The Apotheosis of the Study Bible

Over the past week I have had the opportunity to review advance proofs of the ESV Study Bible that is planned for publication in October of 2008.  Although I have not participated in this project, I have watched it unfold with great interest and anticipation.  From what I have seen so far, I believe it will be the world's best complete single-volume resource for reading, studying, and teaching the Bible.


Some readers will be aware of my enthusiasm for the Reformation Study Bible, especially the edition with the English Standard Version.  "The gold standard for study Bibles," I have called it.  Some will also be aware of my involvement with the Literary Study Bible that Crossway published last fall.  I will continue to recommend both of those resources.  However, the ESV Study Bible includes some of the best features of those study Bibles while at the same time providing a lot more.


Needless to say, the ESV Study Bible features the English Standard Version, which I believe to be the best English Bible translation for family discipleship and church ministry.  Finally the ESV has the full-fledged study Bible that it deserves. 

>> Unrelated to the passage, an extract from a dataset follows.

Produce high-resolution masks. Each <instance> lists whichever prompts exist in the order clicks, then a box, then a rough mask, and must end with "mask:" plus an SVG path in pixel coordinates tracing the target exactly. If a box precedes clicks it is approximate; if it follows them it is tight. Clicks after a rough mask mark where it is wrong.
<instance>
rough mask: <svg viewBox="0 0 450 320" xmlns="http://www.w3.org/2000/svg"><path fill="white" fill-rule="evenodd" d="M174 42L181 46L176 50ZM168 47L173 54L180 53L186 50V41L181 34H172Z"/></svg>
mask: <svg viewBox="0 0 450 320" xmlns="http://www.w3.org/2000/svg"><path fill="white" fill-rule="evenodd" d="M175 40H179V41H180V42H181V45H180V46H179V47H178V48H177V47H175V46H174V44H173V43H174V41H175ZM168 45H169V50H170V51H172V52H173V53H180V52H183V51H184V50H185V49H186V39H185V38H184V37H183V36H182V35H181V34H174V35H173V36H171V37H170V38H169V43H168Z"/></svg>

The ESV Study Bible was produced by a team of leading evangelical scholars--all of them experts in the Bible and its theology, and all of them committed to the inerrancy of Scripture.  The theological orientation of the team is Reformed, with broad representation from institutions across the evangelical landscape.  As one would expect, there is a wealth of grammatical, cultural, theological, historical, and archaeological information in the articles, book introductions, and verse-by-verse notes.


 In addition, there are two excellent features that are absent from most other study Bibles: genre notes highlighting literary features of the Bible (produced by my father, Leland Ryken) and biblical-theological notes showing how the history of redemption finds its fulfillment in the person and work of Jesus Christ (produced by Westminster Seminary's Vern Poythress).  Both of these factors - the literary and the redemptive-historical - are critical for a complete understanding of the Bible, and it is exciting to see them incorporated into this project.


The ESV Study Bible makes a big impact visually.  Exceptional attention has been given to producing new maps, charts, and visual illustrations of places in the Bible.  These stunningly beautiful images will draw readers back to the study Bible again and again, giving them a deeper understanding of the physical geography of the Old and New Testaments.


I look forward to seeing the whole ESV Study Bible when it is finished, and to studying its notes more carefully.  But what I have seen so far leads me to believe that Crossway is producing the apotheosis of the study Bible.